"Anyone can break your heart--Jeff Zentner can also make you laugh out loud!" --RAINBOW ROWELL, #1 New York Times bestselling author of Carry On and Eleanor & Park
From the Morris Award-winning author of The Serpent King comes a contemporary novel about two best friends who must make tough decisions about their futures--and the TV show they host--in their senior year of high school.
Every Friday night, best friends Delia and Josie become Rayne Ravenscroft and Delilah Darkwood, hosts of the campy creature feature show Midnite Matinee on the local cable station TV Six.
But with the end of senior year quickly approaching, the girls face tough decisions about their futures. Josie has been dreading graduation, as she tries to decide whether to leave for a big university and chase her dream career in mainstream TV. And Lawson, one of the show's guest performers, a talented MMA fighter with weaknesses for pancakes, fantasy novels, and Josie, is making her tough decision even harder.

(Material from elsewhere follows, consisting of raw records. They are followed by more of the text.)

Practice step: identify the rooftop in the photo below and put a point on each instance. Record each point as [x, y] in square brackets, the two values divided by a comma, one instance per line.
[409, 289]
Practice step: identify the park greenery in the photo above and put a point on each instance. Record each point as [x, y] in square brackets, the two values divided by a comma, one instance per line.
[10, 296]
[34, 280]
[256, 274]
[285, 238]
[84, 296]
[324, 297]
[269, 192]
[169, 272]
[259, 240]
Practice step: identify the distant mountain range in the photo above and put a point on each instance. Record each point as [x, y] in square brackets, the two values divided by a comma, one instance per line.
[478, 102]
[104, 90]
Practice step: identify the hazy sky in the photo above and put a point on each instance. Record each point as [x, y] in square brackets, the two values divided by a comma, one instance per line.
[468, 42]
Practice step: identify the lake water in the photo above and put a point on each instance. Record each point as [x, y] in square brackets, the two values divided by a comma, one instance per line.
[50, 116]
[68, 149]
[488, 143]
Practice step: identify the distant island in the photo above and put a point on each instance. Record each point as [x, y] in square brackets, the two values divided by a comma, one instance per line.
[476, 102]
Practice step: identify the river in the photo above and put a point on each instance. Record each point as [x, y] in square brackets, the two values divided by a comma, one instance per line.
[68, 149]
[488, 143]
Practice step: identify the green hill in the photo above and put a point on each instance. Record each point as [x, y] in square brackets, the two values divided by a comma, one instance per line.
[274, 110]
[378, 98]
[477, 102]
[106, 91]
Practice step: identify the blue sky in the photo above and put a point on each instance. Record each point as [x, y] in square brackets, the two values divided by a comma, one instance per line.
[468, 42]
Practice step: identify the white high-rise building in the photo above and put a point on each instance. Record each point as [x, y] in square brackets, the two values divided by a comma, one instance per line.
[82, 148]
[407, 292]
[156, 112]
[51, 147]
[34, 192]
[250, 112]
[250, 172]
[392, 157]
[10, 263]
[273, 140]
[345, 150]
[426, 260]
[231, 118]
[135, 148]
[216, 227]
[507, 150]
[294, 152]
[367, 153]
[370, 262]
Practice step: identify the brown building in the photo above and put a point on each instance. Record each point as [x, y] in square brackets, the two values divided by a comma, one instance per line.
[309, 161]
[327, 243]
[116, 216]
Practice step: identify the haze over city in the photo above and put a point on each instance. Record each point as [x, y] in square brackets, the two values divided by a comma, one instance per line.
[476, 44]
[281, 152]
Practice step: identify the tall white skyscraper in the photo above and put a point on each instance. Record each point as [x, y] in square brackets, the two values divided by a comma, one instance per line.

Scary movies are the last connection Delia has to her dad, who abandoned the family years ago. If Midnite Matinee becomes a hit, maybe he'll see it and want to be a part of her life again. And maybe Josie will stay with the show instead of leaving her behind, too.
As the tug-of-war between growing up and growing apart tests the bonds of their friendship, Josie and Delia start to realize that an uncertain future can be both monstrous...and momentous.
"I laughed, cried, and fell over-the-moon in love with Rayne & Delilah's Midnite Matinee." --JENNIFER NIVEN, New York Times bestselling author of All the Bright Places and Holding Up the Universe
"A testament to the power of friendship and big dreams, Rayne & Delilah's Midnite Matinee had me laughing aloud on one page and sobbing on the next. A resounding triumph." --NIC STONE, New York Times bestselling author of Dear Martin
"Rayne & Delilah's Midnite Matinee starts as comedy about the wildly imperfect, and ends as poetry about the ever-hoping heart. I don't know how you write that book. Fortunately, Jeff Zentner does." --JESSE ANDREWS, New York Times bestselling author of Me and Earl and the Dying Girl
I read Rayne & Delilah's Midnite Matinee by Jeff Zentner because Zentner is an auto-read author for me. I read The Serpent King because it had come in my first ever Owlcrate box. After that I was hooked. Goodbye Days sealed the deal.
Rayne & Delilah's Midnite Matinee is the first novel that I didn't full on ugly cry for but it was still a great book! It was just different than I had expected it to be.
It wasn't until the end that I got a bit choked up because I could relate so much to Delia. I didn't go to college with the rest of my friends. Long story and was not my choice. I know what it's like to feel left behind even when no one is really at fault. It makes you feel small because you don't have great plans for your life. It makes you feel childish because only babies get upset about being left out.
Graduation is; however, the first real time in your life when you make major life choices. This really resonated throughout Midnite Matinee. I really think Zentner did a great job exploring what it means to be out of high school and all the little things that get lost in the big moment. He really capitalizes on the day to day things that change that get swallowed by the actual act of graduation and freshman year at college.
Rayne & Delilah's Midnite Matinee wouldn't be the first Zentner novel I'd recommend but it's still pretty solid.